村雨
「いつも思うけど、私必要だった?」
「うん、僕にとってはね」

 強制的に任務に同行させられた私は、無事に任務を遂行し…と言っても悟が一瞬で終わらせちゃったからほぼ見学だった。絶対に今回の任務、私は不要だった。というか毎回私はただの見学者だし、最強である彼ならどんな任務も一人で十分な筈だ。そう思って不満気に視線を送れば、悟は相変わらず何考えてるか分からない口振りで笑うだけだった。
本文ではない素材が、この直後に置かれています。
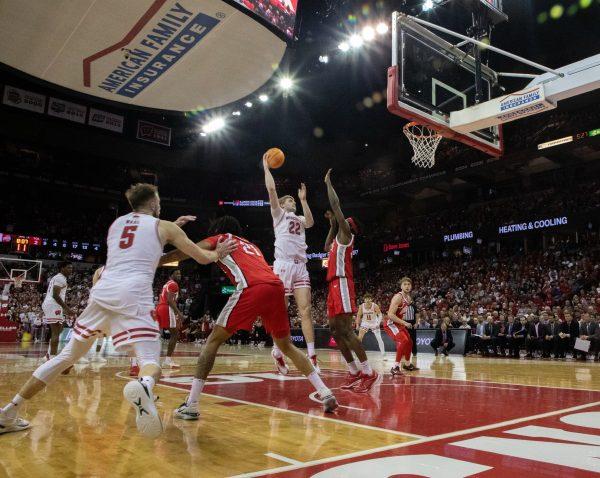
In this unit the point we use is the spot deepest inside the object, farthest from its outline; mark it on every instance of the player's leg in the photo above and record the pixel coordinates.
(140, 393)
(55, 331)
(380, 344)
(189, 409)
(44, 375)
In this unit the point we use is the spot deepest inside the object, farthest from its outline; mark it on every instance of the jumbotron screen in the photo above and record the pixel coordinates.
(279, 13)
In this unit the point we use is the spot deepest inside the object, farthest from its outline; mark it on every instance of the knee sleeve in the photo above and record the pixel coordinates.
(147, 352)
(73, 351)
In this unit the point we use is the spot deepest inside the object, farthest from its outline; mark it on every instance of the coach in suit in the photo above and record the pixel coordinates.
(514, 336)
(443, 339)
(535, 337)
(586, 330)
(569, 331)
(551, 340)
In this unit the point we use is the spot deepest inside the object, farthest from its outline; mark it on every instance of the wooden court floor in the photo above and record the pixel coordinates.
(257, 423)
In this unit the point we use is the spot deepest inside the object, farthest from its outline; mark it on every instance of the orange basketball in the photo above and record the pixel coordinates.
(275, 158)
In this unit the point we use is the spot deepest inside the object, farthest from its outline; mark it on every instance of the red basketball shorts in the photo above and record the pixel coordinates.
(266, 301)
(341, 298)
(165, 317)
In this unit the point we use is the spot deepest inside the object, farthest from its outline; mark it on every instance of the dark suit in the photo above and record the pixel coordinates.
(440, 340)
(588, 329)
(566, 344)
(551, 345)
(479, 343)
(536, 335)
(514, 338)
(499, 337)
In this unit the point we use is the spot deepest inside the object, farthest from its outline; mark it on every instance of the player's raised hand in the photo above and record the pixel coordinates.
(183, 220)
(302, 192)
(225, 247)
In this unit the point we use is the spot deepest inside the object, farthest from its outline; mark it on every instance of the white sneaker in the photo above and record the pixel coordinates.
(187, 412)
(146, 416)
(170, 364)
(8, 425)
(280, 363)
(313, 359)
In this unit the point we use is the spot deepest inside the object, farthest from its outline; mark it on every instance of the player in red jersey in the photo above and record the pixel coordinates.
(396, 326)
(169, 316)
(341, 298)
(259, 292)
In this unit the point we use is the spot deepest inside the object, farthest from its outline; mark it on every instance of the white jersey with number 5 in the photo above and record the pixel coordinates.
(134, 249)
(290, 237)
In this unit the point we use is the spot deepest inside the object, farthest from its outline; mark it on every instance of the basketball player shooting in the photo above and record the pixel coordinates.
(341, 298)
(369, 319)
(55, 307)
(290, 259)
(169, 316)
(120, 305)
(259, 292)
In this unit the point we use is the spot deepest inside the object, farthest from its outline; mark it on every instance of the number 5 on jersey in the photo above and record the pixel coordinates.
(127, 237)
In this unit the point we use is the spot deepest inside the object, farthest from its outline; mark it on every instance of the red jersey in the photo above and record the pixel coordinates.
(340, 261)
(170, 286)
(245, 266)
(405, 301)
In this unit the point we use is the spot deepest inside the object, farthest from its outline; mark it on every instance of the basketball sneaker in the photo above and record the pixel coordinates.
(329, 402)
(12, 424)
(187, 412)
(134, 370)
(146, 415)
(168, 363)
(396, 371)
(366, 382)
(351, 380)
(313, 359)
(280, 363)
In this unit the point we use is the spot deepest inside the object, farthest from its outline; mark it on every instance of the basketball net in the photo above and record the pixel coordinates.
(424, 141)
(18, 281)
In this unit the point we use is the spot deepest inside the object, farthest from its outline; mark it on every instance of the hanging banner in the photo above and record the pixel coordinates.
(26, 100)
(67, 110)
(154, 133)
(106, 120)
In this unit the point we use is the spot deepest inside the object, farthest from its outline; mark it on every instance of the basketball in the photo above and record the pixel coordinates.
(275, 158)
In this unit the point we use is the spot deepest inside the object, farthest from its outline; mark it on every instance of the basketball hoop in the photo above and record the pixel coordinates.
(18, 281)
(424, 141)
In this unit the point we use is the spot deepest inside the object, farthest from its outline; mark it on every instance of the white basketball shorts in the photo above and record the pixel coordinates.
(293, 275)
(96, 321)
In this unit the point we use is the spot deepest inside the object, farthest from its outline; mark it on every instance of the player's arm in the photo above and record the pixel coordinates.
(309, 221)
(393, 309)
(276, 210)
(332, 230)
(57, 298)
(358, 317)
(173, 304)
(174, 235)
(344, 234)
「あ、もしもし伊地知?え、そうなの?それは仕方ないねー。はいはい、また後で」
「……伊地知さんどうかしたの?」

 まぁそれはいいとして、迎えに来てくれる筈の伊地知さんからの電話に出た悟の会話の内容に、疑問を抱いた私は問いかける。

「んーなんか少し遅れるみたい」
「なんで?」
「学長がどうのこうのって」
「そのどうのこうのの部分が聞きたいんだけど」
「しかし困ったねー。雨降ってきてんじゃん。この様子じゃ当分止みそうにもないし」
「聞いてないし…」

 具体的な説明もしてくれず、私の話も聞かずに一方的に喋り出した悟。確かに雨降ってるから、この宿泊施設の廃墟から出られないのは困るけど。
 ……伊地知さん、夜蛾学長に何か急用でも頼まれたのかな。どれくらい遅れるんだろう。任務の間は仕事モードになってたから大丈夫だったけど、こうして迎えを待ってる間は気まずいし、居心地が悪い。何故かと言ったら、ここは二階の奥にある一室だから。
 埃被ったベッドの埃を払って端の方に腰を下ろし、窓の外を眺めている悟。そんなとこ座ったら汚いよと思いつつ、その近くで突っ立っている私。
 悟とベッドがセットで揃ったら、嫌でも思い出してしまう。あの日のことを……

「立ってて辛くない?おいで」
「…ううん、大丈夫」

 ふとそんな私に気付いた悟がこちらに振り返り隣に座るよう促してきたけど、今の私はとてもじゃないけどそんな自殺行為出来ない。顔なんて茹で蛸みたいに真っ赤に染まって、心臓もバクバクと跳ね上がるに違いない。……そんなの耐えられないもん。

「別に襲ったりしないよ?」
「!」
「ぷは、何その反応。やっぱり思い出してたんだ」

 ふいに向けられた言葉に、驚いてビクッと肩を揺らしてしまった。そんなあからさまな私の態度に楽しそうに笑った悟は立ち上がり、何を思ったのか長い脚を動かしながら私の前まで来た。

「忘れるんじゃなかったの?」
「!べ、別に思い出してなんかいないけど?」
「ふーん。その割には顔真っ赤だけど」
「そ、そりゃあ誰でもそんな綺麗な顔近づけられたら、真っ赤になっちゃうでしょっ」

 あ、と思った時には既に手遅れだった。目の前の悟は、嬉しそうにニヤニヤと口元をニヤつかせている。

「そっか。僕って目隠ししててもイケメン?」
「し、知らないっ」
「そっかそっか。いやー知らなかった、名前が僕のことイケメンだと思ってくれていたなんて」
「だから知らないってば」

 恥ずかしさでプイッと顔を逸らせば、悟がそうはさせないと言うように、私の頬を片手でむにゅっと掴みながら自分の方へと無理矢理向けさせた。
 本当にやめて欲しい、こういうことするの。いくらあの瞳が隠れているからといって、好きな人にこんなことされたら嫌でも心臓が跳ね上がっちゃう。

「名前って本当に悪い子だね、僕のこと弄んでばっかり」
「は?も、弄ぶって私が?!」
「他に誰がいるの。僕にそんなこと出来るの、名前ぐらいだよ」

 そう言って軽い溜息を吐いた悟に、私の頭の中は疑問だらけだった。全くもって身に覚えがない上に、心外だ。仮に私にそんなこと出来る余裕があったとしたら、こんな何年も片想いなんてしていないし、私たちの関係に何かしら進展があった筈だ。

「意味、分かんない」
「分かんないよね、名前には。あの時だって名前が僕にだ…」

 〜〜〜♪〜〜〜♪

 悟が何か言いかけた言葉は、突如鳴り出した着信音に遮られてしまった。それに軽く舌打ちをした悟は私から手を放し、ポケットからスマホを取り出して「伊地知の奴…」とボヤきながら電話に出た。
 緊迫した状況から解放された私は、安堵からの溜息が零れた。

 悟が何を言おうとしていたのか分からなかったけど、少なくとも私にとっては都合の悪い言葉だったと思う。だから聞かなくて良かったと、この時ばかりは伊地知さんに感謝するのだった。そしてしばらくして電話を済ませた悟に「伊地知が下で待ってる」と言われ、悟と少し距離を空けながら下に降りた。